Arthur J. Nevins, 83, of Decatur, Ga., passed away Oct. 23, 2020. Arthur was born in New York City to Nathan and Anne Nevins and grew up in the Bronx. An athletic, towering 6-foot-5, he was a standout basketball player at the Bronx High School of Science. Arthur graduated from the Massachusetts Institute of Technology in 1959, with a degree in mathematics. Arthur went on to obtain a Ph.D. from the University of Rochester in economics followed by a postdoctoral fellowship at the then Carnegie Institute of Technology. Following this, he worked at the Office of Naval Research in Washington, D.C., and then at the Artificial Intelligence Laboratory of MIT. During this time, he made significant contributions to the early development of the field of artificial intelligence, including pattern recognition and machine learning solutions in geometric theorems using human logic.

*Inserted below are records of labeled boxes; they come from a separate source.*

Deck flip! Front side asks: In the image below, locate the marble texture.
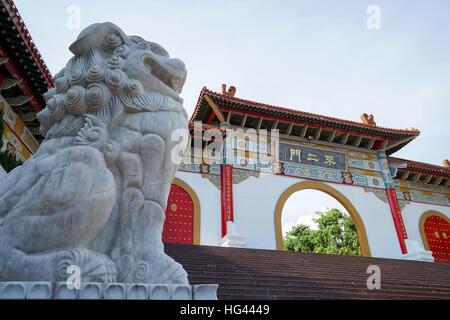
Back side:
[0,22,195,286]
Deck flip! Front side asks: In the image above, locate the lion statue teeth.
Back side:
[0,22,188,284]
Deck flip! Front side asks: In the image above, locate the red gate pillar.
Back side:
[379,151,408,254]
[220,163,234,238]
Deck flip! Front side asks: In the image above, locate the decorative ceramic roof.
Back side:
[0,0,53,95]
[388,157,450,178]
[0,0,53,141]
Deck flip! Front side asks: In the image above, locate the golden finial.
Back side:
[222,83,236,97]
[360,113,377,127]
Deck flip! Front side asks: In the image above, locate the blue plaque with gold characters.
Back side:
[279,143,347,171]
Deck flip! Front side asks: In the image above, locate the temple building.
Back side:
[0,0,53,170]
[168,86,450,262]
[0,0,450,268]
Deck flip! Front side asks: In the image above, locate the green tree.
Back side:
[284,209,361,256]
[0,111,22,172]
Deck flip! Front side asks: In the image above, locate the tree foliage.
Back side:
[0,111,22,172]
[284,209,361,256]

While in his senior year at MIT, he met his wife Diane. A good friend of Arthur’s had met Diane at a mutual friend’s apartment following a Hillel event. After she stood up, Arthur’s friend realized that she was too tall for him and so he suggested that Diane be introduced to Arthur. Arthur knew very quickly that this was the woman he wanted to marry, he proposed to her in November and they were married June 19, 1960. Arthur moved with his wife and two young children to Atlanta in 1974 and was a professor at Georgia State University in the department of computer information systems until his retirement. He was a kind, devoted father, who taught his daughters to think critically, stand up for what they believed in, and appreciate the humor in life. He was very proud of his grandson Tani, who shares many of his interests.
Although professionally Arthur worked in areas related to mathematics, Arthur had a wide variety of interests, which included sports, cameras, travel, and biblical archaeology and history. Arthur and his wife Diane always did things together and loved to travel. In the summer of 1964, after Arthur had submitted his dissertation, they spent five weeks traveling in Europe. This passion for travel continued, and every year that they were able they would spend several weeks abroad, visiting places that included most of the countries in Europe, as well as Israel, Egypt, Russia and China. One of Arthur’s retirement activities was to research biblical history, and he had a manuscript accepted to the Journal for the Study of the Old Testament in 2006. He also enjoyed discussing politics and the Atlanta Falcons with his friends.
Arthur and his wife Diane loved attending lectures, getting together with friends for dinner at each other’s homes, and were part of a weekly Friday night Shabbat group that Arthur looked forward to each week.
Arthur was a gentle person. His fair-minded respectfulness for other’s views, and his intellectual rigor, integrity and sense of humor endeared him to all. He could stand alone and was the embodiment of one who could put forth and maintain his own reasoned convictions without agreement from the “compact majority.”
He is survived by his beloved wife of 60 years Diane; daughters Shari of New York City and Neysa (Malkah Binah) of Philadelphia; grandson Tani; loving brother Donald; cousin Susan; as well as many nieces and nephews from around the United States.
The family would like to express its gratitude and appreciation to the caring staff at The Fountainview Center. In lieu of flowers, memorial donations may be made to Congregation Shearith Israel (Rabbi Kaiman’s discretionary fund) or Crossroads Hospice & Palliative Care. Arrangements by Dressler’s Jewish Funeral Care, 770-451-4999.